Rock in Rio USA was held at the Las Vegas Festival Grounds, a 33 acre, open-air venue with a capacity of 80,000, located on Sahara Avenue near the MGM-owned Circus Circus Las Vegas hotel and casino. It was owned by the MGM/Yucaipa/Cirque consortium, who collectively spent $20 million on its development. Rock in Rio organizers collaborated with MGM and Yucaipa on the design of the venue to ensure a "very premium festival experience", stating that it would have an amusement park-inspired layout with five stages (including dedicated stages for indie and electronic music acts), rides (such as a roulette-themed ferris wheel and a zipline), shopping, and themed food courts.

== Lineup ==
=== 2015===
For its inaugural edition, the festival featured a lineup of at least 120 acts; the first weekend's lineup was oriented towards rock music, while the second was more pop-oriented. Owing to its increasing prominence in the festival (especially under SFX ownership), electronic music acts were featured on a dedicated stage; additionally, plans were disclosed for a nightly feature where an EDM act would "fly" from the main stage to the EDM stage, and transform the venue into a "360-degree nightclub" to close each night.
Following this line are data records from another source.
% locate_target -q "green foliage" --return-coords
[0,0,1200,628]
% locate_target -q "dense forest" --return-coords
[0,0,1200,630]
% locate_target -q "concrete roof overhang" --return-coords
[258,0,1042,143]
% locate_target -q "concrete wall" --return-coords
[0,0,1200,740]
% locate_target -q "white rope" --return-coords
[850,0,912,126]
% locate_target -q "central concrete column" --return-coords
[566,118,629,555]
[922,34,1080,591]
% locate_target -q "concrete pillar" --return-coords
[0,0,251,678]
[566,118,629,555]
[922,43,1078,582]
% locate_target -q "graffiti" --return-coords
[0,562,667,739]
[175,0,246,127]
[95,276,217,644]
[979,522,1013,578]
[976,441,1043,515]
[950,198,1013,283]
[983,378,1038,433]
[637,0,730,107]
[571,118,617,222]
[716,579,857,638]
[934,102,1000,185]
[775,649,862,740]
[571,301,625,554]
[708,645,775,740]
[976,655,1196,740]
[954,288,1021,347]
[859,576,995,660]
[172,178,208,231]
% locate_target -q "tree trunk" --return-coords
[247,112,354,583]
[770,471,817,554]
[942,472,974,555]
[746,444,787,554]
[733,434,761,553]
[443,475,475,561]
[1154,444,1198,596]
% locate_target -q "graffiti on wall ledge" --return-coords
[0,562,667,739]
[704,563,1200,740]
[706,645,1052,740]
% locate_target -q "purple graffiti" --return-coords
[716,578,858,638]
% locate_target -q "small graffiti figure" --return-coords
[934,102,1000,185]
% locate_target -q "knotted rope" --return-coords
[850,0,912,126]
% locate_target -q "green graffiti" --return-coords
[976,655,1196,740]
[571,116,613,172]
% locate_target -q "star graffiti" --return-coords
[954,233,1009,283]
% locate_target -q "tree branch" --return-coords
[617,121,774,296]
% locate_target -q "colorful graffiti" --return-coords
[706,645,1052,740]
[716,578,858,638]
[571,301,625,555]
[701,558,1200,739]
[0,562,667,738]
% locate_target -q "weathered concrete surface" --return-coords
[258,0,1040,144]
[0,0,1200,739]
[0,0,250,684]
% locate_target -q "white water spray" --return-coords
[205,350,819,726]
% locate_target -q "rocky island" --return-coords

The first artists for the 2015 lineup were revealed on September 26, 2014, at an event in New York City, including the Deftones, Jessie J, John Legend, Linkin Park, No Doubt, Metallica, and Taylor Swift.
- Friday, May 8
  - Main Stage: No Doubt, Maná, The Pretty Reckless, Smallpools, Cirque du Soleil
  - Mercedes-Benz Evolution Stage: Foster the People, Gary Clark Jr., Theophilus London, Saints of Valory
  - EDM Stage: AN21, Ftampa, Wax Motif, MVTH
- Saturday, May 9
  - Main Stage: Metallica, Linkin Park, Rise Against, Hollywood Undead
  - Mercedes-Benz Evolution Stage: Deftones, Sepultura featuring Steve Vai, Coheed & Cambria, Of Mice & Men
  - EDM Stage: Alok, Caked Up, The Gaslamp Killer, Felguk
- Friday, May 15
  - Main Stage: Taylor Swift (1989 World Tour), Ed Sheeran, Echosmith, Ivete Sangalo
  - Mercedes-Benz Evolution Stage: Jessie J, Charli XCX, Tove Lo, James Bay
  - EDM Stage: Heidi Lawden, Valida, Jeniluv, Whitney Fierce
- Saturday, May 16
  - Main Stage: Bruno Mars, John Legend, Empire of the Sun, Big Sean
  - Mercedes-Benz Evolution Stage: Joss Stone, Magic!, Mayer Hawthorne, Mikky Ekko
  - EDM Stage: DJ Vibe, Lovefingers, Renato Ratier, Behrouz

== Aftermath ==
Rock in Rio's attendance was lower than expected; only 140,000 attended in total, less than the 328,000 estimated prior to the event. As such, stakeholders doubted that the festival would return for 2017.

In February 2016, SFX Entertainment filed for bankruptcy, and was reorganized under new leadership as LiveStyle in December. In May 2018, Live Nation Entertainment acquired a majority stake in Rock in Rio, including from SFX's creditor committee.

In December 2019, MGM Resorts sold the Circus Circus resort and the Las Vegas Festival Grounds to Phil Ruffin.